Although Bill Barrett has taken steps to protect rock art, conservationists and the National Trust for Historic Preservation long have protested that the trucks stir up dust that corrodes the etchings in the red sandstone. Attempts to control the dust with magnesium chloride worsened the problem.
In 2008, the BLM issued a draft EIS that acknowledged the project posed potential "adverse effects" on historic resources. That finding triggered legally required deference to the National Historic Preservation Act and a profound change in attitude that led to a pre-settlement agreement in January.

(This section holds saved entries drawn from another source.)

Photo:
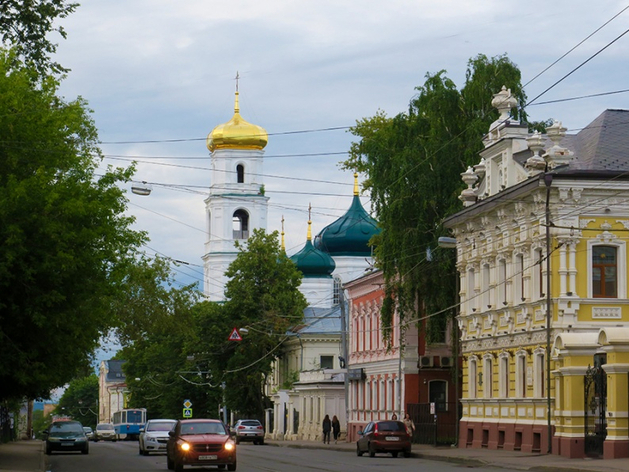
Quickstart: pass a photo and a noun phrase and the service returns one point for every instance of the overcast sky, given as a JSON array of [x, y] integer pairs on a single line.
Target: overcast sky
[[159, 76]]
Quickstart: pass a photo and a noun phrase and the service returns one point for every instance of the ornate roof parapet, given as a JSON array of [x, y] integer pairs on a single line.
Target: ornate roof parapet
[[557, 155], [468, 196], [503, 101], [536, 162]]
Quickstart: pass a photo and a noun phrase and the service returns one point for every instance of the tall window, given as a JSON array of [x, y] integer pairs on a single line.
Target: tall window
[[241, 224], [336, 296], [487, 377], [473, 374], [438, 394], [539, 260], [471, 285], [485, 286], [604, 272], [539, 371], [502, 282], [519, 278], [520, 375], [503, 383]]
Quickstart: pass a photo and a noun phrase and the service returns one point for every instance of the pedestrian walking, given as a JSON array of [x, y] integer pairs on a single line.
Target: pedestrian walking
[[410, 426], [327, 427], [336, 428]]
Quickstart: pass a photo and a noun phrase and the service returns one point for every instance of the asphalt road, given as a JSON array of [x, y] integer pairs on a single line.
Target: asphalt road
[[122, 456]]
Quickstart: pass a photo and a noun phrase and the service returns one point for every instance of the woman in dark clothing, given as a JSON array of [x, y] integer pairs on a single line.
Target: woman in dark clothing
[[336, 428], [327, 427]]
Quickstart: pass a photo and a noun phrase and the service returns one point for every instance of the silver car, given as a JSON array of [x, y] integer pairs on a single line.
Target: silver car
[[154, 436], [249, 430], [106, 432]]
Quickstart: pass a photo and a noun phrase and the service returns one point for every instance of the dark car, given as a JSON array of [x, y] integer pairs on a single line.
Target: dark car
[[154, 436], [66, 436], [249, 430], [384, 436], [200, 442]]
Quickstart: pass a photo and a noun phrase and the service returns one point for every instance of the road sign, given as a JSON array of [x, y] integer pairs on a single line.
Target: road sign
[[235, 336]]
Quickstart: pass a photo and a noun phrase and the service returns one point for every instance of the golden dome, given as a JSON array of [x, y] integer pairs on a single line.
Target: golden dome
[[237, 134]]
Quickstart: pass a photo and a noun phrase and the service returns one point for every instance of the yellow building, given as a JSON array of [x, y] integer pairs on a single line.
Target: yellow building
[[517, 272]]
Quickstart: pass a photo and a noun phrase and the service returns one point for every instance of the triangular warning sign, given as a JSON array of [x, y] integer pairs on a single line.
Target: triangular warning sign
[[235, 336]]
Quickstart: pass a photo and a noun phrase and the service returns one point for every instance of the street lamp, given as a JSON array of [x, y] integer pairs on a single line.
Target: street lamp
[[450, 243]]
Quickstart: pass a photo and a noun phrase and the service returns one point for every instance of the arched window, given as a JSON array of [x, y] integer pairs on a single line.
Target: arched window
[[438, 394], [472, 372], [336, 296], [520, 374], [604, 272], [240, 224]]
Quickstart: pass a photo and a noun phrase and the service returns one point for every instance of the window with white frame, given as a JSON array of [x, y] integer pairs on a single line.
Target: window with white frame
[[471, 285], [604, 271], [539, 373], [520, 374], [473, 377], [488, 367], [486, 296], [503, 372], [519, 278], [502, 282]]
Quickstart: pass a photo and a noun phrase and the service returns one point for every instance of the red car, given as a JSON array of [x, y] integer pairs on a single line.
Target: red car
[[384, 436], [200, 442]]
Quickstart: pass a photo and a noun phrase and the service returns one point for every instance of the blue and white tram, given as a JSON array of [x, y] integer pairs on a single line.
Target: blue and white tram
[[128, 422]]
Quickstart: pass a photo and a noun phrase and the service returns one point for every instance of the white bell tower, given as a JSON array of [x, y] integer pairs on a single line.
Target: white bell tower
[[236, 204]]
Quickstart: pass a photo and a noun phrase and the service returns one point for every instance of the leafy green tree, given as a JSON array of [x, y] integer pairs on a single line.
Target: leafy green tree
[[263, 296], [25, 24], [156, 324], [413, 163], [65, 243], [80, 401]]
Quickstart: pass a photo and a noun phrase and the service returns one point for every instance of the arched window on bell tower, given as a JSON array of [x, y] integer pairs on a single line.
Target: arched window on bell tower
[[240, 224]]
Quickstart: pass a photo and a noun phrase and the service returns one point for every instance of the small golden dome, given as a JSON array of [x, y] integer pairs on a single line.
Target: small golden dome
[[237, 134]]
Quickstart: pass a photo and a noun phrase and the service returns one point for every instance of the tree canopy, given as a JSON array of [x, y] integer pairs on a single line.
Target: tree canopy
[[413, 163], [65, 243], [25, 25], [80, 401]]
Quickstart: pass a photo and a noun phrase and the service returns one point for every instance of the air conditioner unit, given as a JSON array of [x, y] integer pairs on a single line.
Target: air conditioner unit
[[425, 361]]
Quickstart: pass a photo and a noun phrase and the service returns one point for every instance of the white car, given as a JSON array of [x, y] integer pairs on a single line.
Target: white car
[[154, 436]]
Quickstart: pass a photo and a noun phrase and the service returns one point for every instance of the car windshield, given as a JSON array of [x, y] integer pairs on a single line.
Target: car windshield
[[202, 428], [390, 426], [66, 428], [160, 426]]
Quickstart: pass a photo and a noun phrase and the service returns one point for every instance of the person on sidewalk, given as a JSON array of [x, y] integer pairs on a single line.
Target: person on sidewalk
[[336, 428], [327, 427], [408, 422]]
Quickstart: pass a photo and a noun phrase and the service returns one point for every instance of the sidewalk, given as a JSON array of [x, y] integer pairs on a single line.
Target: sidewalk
[[22, 456], [28, 456], [485, 457]]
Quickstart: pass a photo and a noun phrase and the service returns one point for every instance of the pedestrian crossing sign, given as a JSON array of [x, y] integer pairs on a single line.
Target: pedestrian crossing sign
[[235, 336]]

Also critical was a letter from the Hopi nation -- which considers the canyon a traditional and holy cultural land -- asking the national Advisory Council on Historic Preservation to intervene, as required by law. The council persuaded the BLM to invite several groups to new negotiations as consulting parties. The resulting "programmatic agreement" came after a year's negotiations and presaged Wednesday's settlement.
That settlement ends the 2008 lawsuit, which accused the BLM's Price field office of failing to properly analyze the harm caused to rock art and other archaeological artifacts by big-rig traffic churning dust on the steep dirt road leading to the gas field.
The settlement doesn't ban categorical exclusions outright. They still can be used as long as they don't violate the National Environmental Policy Act's list of special circumstances that would prevent quick drilling approval.
The accord says the BLM will study how dust and chemicals affect the rock art and other relics. The evaluation will build on the findings of Constance Silver, a BLM-hired art conservator who found the heavy traffic contributed to corrosion on the rock faces. The agency has not made Silver's study public.
Although Bill Barrett didn't directly participate in the settlement, the company doesn't object to it, said Duane Zavadil, senior vice president for government and regulatory affairs.
The lawsuit targeted 30 Bill Barrett wells approved under the categorical-exclusion statute, but SUWA and the others didn't seek to halt the drilling, which has been completed, Zavadil said. More than 100 wells are producing gas on the plateau, including 15 already in operation when the company acquired the existing leases in 2003.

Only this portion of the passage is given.